В памяти Миешко, мутной и дымчато-серой, яркое лицо, мгновенно Лукашем узнанное, отпечаталось во всех проявлениях, включая совершенно дикую боль. Яркую боль. "Такой и матери не нужен", - ложь течет в его венах. Впиталась за прошедшие годы, видимо. Ему страшно.
Ружевич ударил отца, три или четыре раза, вынырнув из его разума и хватая сжавшимся горлом спертый воздух. Руку ломило, хоть он не помнил, куда бил. Память пришлось выскабливать, будто ножом. Но выучив заново за какие-то секунды ее лицо, такое восхитительное, такое точно очерченное, забыть уже не представлялось возможным.

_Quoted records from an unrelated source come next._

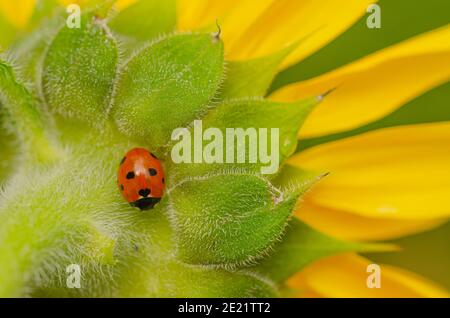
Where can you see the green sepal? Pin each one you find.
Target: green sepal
(253, 114)
(79, 71)
(27, 119)
(167, 85)
(228, 219)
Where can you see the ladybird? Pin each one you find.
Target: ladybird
(141, 178)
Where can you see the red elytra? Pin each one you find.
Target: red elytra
(141, 178)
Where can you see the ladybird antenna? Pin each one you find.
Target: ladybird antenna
(219, 30)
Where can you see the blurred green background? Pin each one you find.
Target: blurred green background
(427, 253)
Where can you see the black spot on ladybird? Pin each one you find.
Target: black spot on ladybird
(145, 203)
(144, 192)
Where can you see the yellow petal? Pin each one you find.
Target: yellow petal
(346, 276)
(353, 227)
(285, 22)
(395, 173)
(252, 29)
(374, 86)
(17, 13)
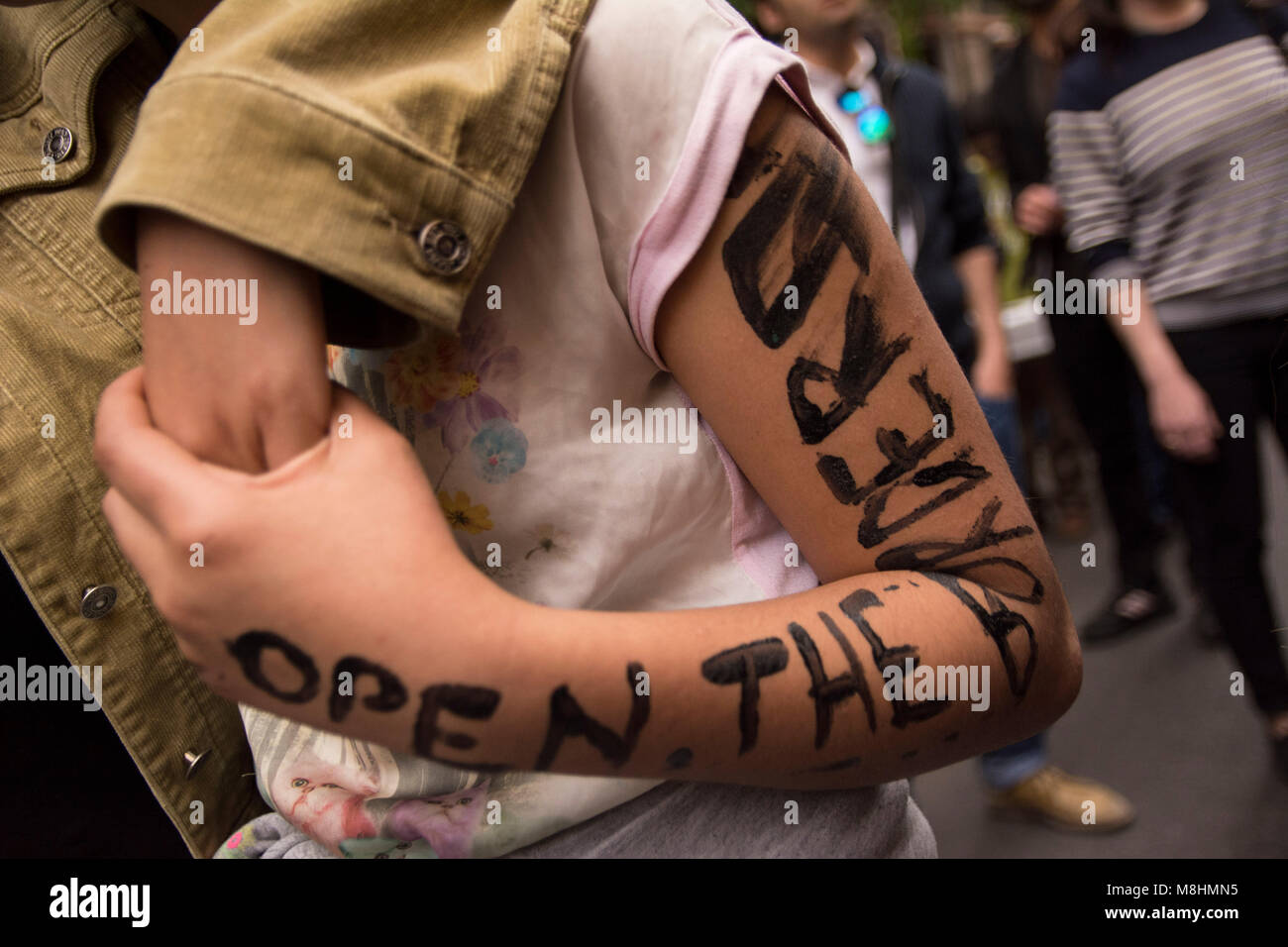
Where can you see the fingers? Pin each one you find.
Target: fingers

Когда оно же искажается в ужасе, Лукаш узнает. Картинка накладывается на увиденное в памяти, кидает асфальт ему под ноги и заставляет даже не бежать - мчаться вперед, совершенно по-маггловски. Но это длится лишь пару секунд, цветы в его руках дрожат, дергаются. А затем веником обметают колени, когда Ружевич опускает руки. Она не могла не узнать его, не могла испугаться. Она не... Он перебирает в собственной памяти все собранные образы, от совсем молодых до постаревших, от мельком брошенных взглядов со спины до жарких, липких касаний.
Лирик лгала. Ида плакала. А Линда не понимала.

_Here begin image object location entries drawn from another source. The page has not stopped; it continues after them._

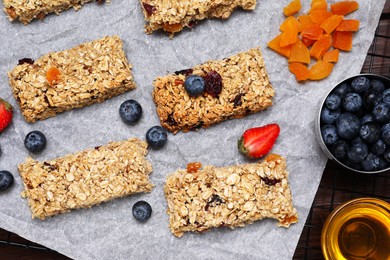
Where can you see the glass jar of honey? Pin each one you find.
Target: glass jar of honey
(356, 230)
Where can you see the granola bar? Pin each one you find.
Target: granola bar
(86, 178)
(89, 73)
(230, 196)
(173, 16)
(245, 89)
(26, 11)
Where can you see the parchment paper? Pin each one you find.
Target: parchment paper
(109, 231)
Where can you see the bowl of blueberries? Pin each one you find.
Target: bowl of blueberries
(353, 125)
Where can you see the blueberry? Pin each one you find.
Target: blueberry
(329, 116)
(35, 141)
(360, 84)
(142, 211)
(379, 147)
(194, 85)
(371, 98)
(333, 101)
(370, 132)
(371, 162)
(348, 126)
(385, 98)
(329, 134)
(377, 85)
(6, 180)
(342, 90)
(352, 102)
(386, 155)
(130, 111)
(340, 149)
(156, 137)
(367, 118)
(357, 152)
(381, 113)
(386, 133)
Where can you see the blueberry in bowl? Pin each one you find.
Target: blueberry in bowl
(353, 125)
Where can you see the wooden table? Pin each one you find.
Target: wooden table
(337, 185)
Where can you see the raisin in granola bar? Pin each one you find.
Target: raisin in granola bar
(89, 73)
(173, 16)
(86, 178)
(230, 196)
(243, 88)
(26, 11)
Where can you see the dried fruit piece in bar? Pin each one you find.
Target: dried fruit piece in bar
(26, 11)
(231, 196)
(173, 16)
(237, 86)
(86, 74)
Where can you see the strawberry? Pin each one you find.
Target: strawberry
(5, 114)
(258, 141)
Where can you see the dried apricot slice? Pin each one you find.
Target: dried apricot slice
(348, 25)
(344, 7)
(300, 71)
(274, 44)
(294, 22)
(305, 21)
(331, 23)
(320, 70)
(53, 75)
(318, 16)
(318, 5)
(342, 40)
(293, 7)
(331, 56)
(313, 32)
(299, 53)
(307, 42)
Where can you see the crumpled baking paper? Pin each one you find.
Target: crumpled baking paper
(109, 231)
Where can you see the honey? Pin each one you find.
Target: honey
(358, 229)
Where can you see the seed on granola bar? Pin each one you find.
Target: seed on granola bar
(193, 167)
(156, 137)
(171, 120)
(214, 201)
(172, 28)
(25, 60)
(213, 83)
(142, 211)
(150, 9)
(53, 75)
(194, 85)
(237, 100)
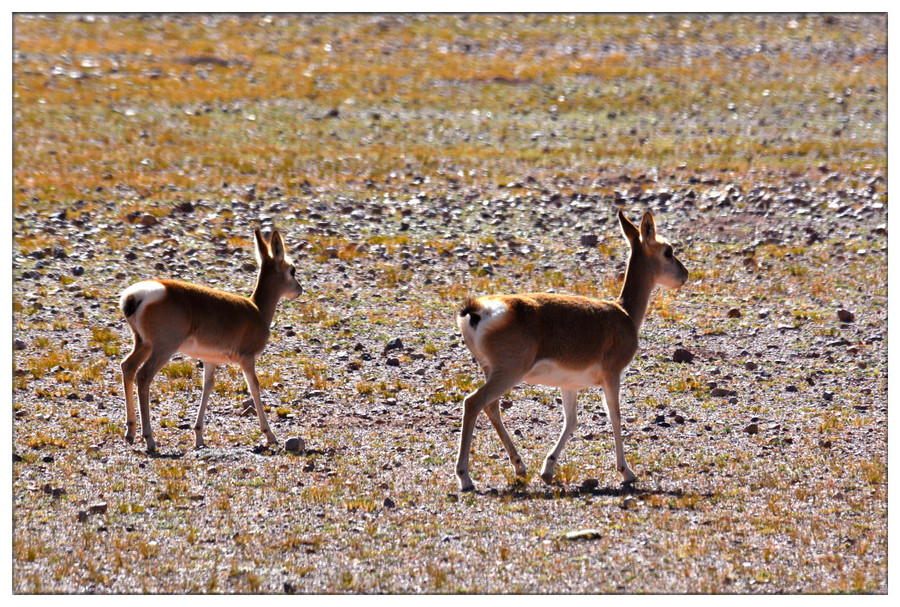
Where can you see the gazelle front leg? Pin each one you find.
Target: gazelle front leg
(571, 421)
(611, 397)
(249, 368)
(209, 371)
(494, 387)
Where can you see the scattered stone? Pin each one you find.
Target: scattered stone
(589, 484)
(584, 534)
(589, 240)
(682, 356)
(394, 344)
(846, 315)
(295, 444)
(629, 503)
(147, 220)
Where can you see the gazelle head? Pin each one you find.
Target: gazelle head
(275, 267)
(653, 253)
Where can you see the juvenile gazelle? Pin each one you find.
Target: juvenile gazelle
(169, 316)
(565, 341)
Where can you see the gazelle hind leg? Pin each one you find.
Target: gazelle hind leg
(496, 385)
(209, 371)
(156, 361)
(611, 398)
(249, 369)
(130, 365)
(492, 410)
(570, 416)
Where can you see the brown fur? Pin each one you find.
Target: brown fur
(563, 340)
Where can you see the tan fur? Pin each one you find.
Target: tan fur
(562, 340)
(211, 325)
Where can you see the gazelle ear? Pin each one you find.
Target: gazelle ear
(628, 229)
(262, 249)
(648, 228)
(276, 244)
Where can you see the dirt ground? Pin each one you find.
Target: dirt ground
(412, 161)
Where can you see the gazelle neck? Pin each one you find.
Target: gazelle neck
(266, 297)
(635, 295)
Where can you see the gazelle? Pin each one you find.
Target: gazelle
(565, 341)
(169, 316)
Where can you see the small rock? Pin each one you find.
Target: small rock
(589, 240)
(394, 344)
(682, 356)
(584, 534)
(147, 220)
(295, 444)
(846, 315)
(629, 503)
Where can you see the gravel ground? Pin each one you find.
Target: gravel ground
(755, 411)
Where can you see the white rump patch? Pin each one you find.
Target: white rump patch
(490, 311)
(146, 292)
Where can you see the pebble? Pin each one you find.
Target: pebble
(589, 240)
(846, 315)
(584, 534)
(394, 344)
(589, 484)
(682, 356)
(295, 444)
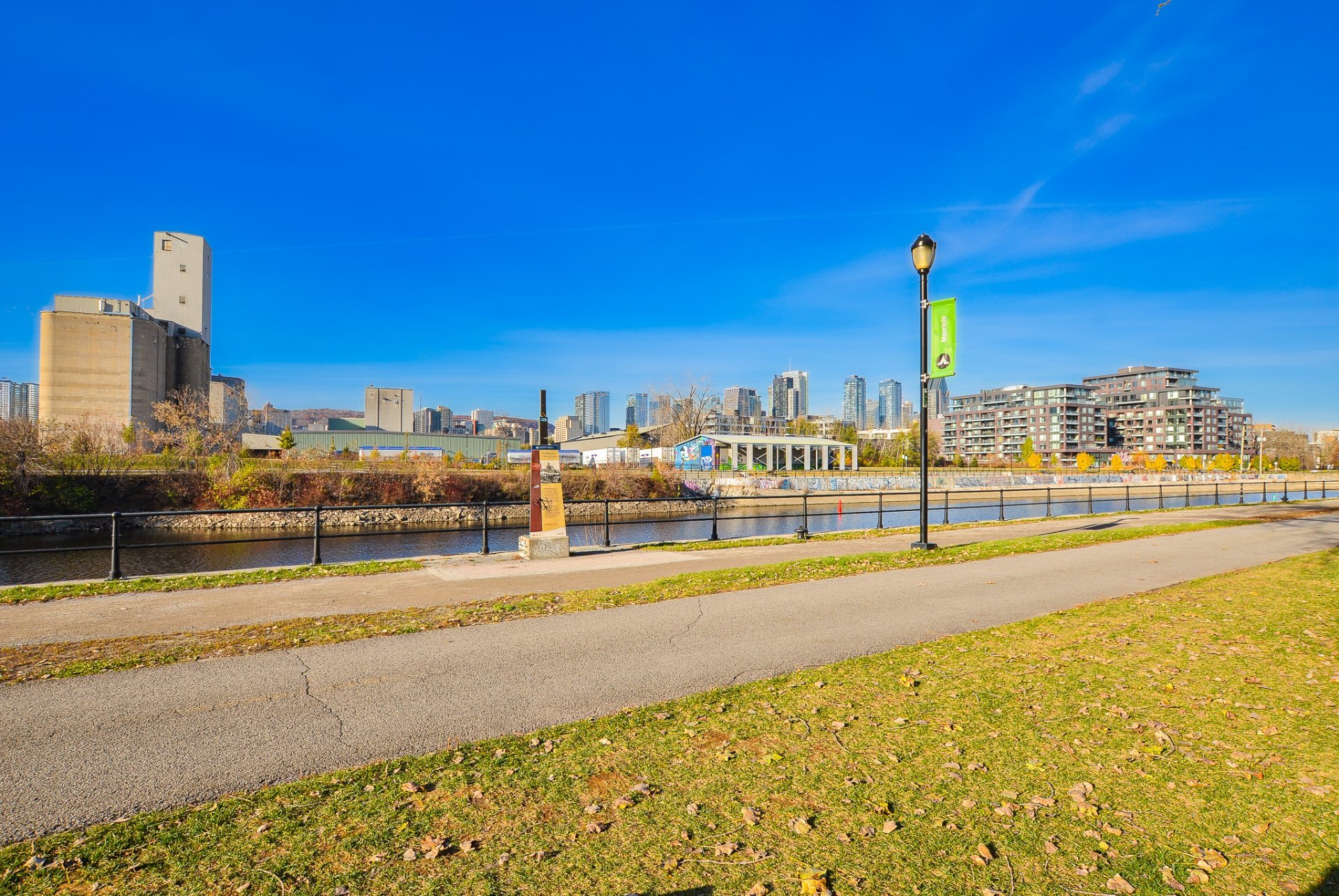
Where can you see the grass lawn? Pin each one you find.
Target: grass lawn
(1184, 740)
(84, 658)
(30, 593)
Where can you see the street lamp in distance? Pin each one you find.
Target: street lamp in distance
(923, 259)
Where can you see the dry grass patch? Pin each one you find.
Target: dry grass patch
(1180, 741)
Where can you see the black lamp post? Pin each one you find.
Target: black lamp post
(923, 259)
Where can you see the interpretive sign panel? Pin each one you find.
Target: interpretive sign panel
(547, 493)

Он заступает за угол, а затем трансгрессирует, обгоняя Юстину. Дорогие, влажные и обтрепанные о стену розы со слипшимися лепестками мешают руке, но отлично прикрывают палочку и ее хаотичные, как у лапок дергающегося в паутине мотылька, движения. Лукаш бросается вперед в тот момент, когда она пытается скользнуть в цех. Он заставляет ее удариться в него, завязнуть в липких, пахнущих мятыми розами объятиях. Он заставляет себя радоваться этому подобию ласки. Призраку ласки.
Все лгали.

Нет ничего слаще материнских объятий.

Он тычется носом в ее волосы, такие тонкие и жесткие. Они кажутся мягче лебединого пуха, заставляют жадно-жадно дышать. Руки сходятся за ее поясницей, мертвой хваткой замыкают мир до размера ладоней и расширенных зрачков. Розы летят на землю и букет взрывается, в сторону летит бумага, защищающая цветы. Лукашу не жалко - он может создать новые из ничего, хотя эти он купил, потратив, по собственным меркам, сумму почти невозможную (может позволить ради нее, все для нее)
- Здравствуй, мама, - голос не слушается, ломается и дрожит. А затем искажается в чужом крике, затихает в воронке трансгрессии.